JC Mailly : « Pas de procès a priori »

Le Télégramme le 11 mai 2017 par Jean-Claude Mailly

Photographie : F. Blanc (CC BY-NC 2.0)

« Secrétaire général de Force ouvrière, Jean-Claude Mailly déclare se préparer à un dialogue franc avec le nouveau président de la République. » Le Télégramme

Y aura-t-il un état de grâce après l’élection d’Emmanuel Macron ?

Cela n’existe plus beaucoup, l’état de grâce. La situation économique et sociale est tendue depuis un bon bout de temps. Sur le plan de l’activité économique et du chômage, il y a des attentes. Il faudra voir comment le nouveau président de la République et son gouvernement sauront réagir.

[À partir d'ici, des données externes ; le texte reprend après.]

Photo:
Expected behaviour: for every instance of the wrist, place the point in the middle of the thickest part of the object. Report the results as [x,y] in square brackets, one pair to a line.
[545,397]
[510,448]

À défaut d’état de grâce, y aura-t-il un troisième tour social ?

Je n’aime pas la formule. Elle laisse entendre qu’il y aurait une contestation du résultat de l’élection. Il est élu, légitimement, avec même un beau score. Je ne fais pas de procès d’intention. On a dit ce qu’on avait à dire sur les points qui nous inquiètent mais qui sont encore imprécis, comme sur la question de l’inversion de la hiérarchie des normes. On a besoin de précisions, à la fois sur la forme et sur la méthode. Nous n’instruisons donc pas un procès a priori. Nous attendons de rencontrer le président de la République et, demain, son gouvernement pour voir exactement ce qu’ils veulent faire.

Êtes-vous inquiet à l’idée que le président de la République veuille procéder par ordonnances ?

Oui. C’est bien entendu un outil constitutionnel. Ce n’est pas forcément un outil démocratique. Si le thème et le contenu des ordonnances sont de nature consensuelle, il n’y a pas de problème. Sauf que là, ce que je crains, a priori, c’est que ce ne soit pas obligatoirement consensuel si les ordonnances sont aussi un moyen d’aller vite et d’éviter le débat.

Le dialogue avec un président de la République qui a été très largement l’inspirateur des dernières lois sociales sera-t-il aisé ?

On va voir si l’habit fait le moine, si, dans le costume de président de la République, il peut modifier certains points de son programme. Une des questions que je lui poserai, c’est quelle est sa conception du dialogue social. Considère-t-il, par exemple, que le rôle des organisations syndicales est important à tous les niveaux ? Du niveau interprofessionnel au niveau national des branches, et jusqu’à celui de l’entreprise. Il y a eu des phrases qui laissaient entendre que le niveau national interprofessionnel n’était pas sa tasse de thé.

Comment entendez-vous lutter contre un mouvement populiste comme le Front national qui a réalisé un score si important ?

La montée en puissance de ce mouvement est d’abord causée par le chômage, par l’augmentation des inégalités et de la précarité. Si l’on veut que le populisme reflue, c’est à ces problèmes qu’il faut s’attaquer. Ce n’est pas en régulant le social qu’on réglera les problèmes. Le nouveau président de la République a réalisé 24 % des voix au premier tour et 66 % au second. C’est un beau résultat, mais beaucoup de ceux qui ont voté pour lui l’ont fait d’abord pour battre le Front national. Il doit donc tenir compte de ces résultats. On va donc voir s’il est prêt, ou pas, à modifier, à réviser certaines des annonces de son programme. Réponse dans les semaines à venir.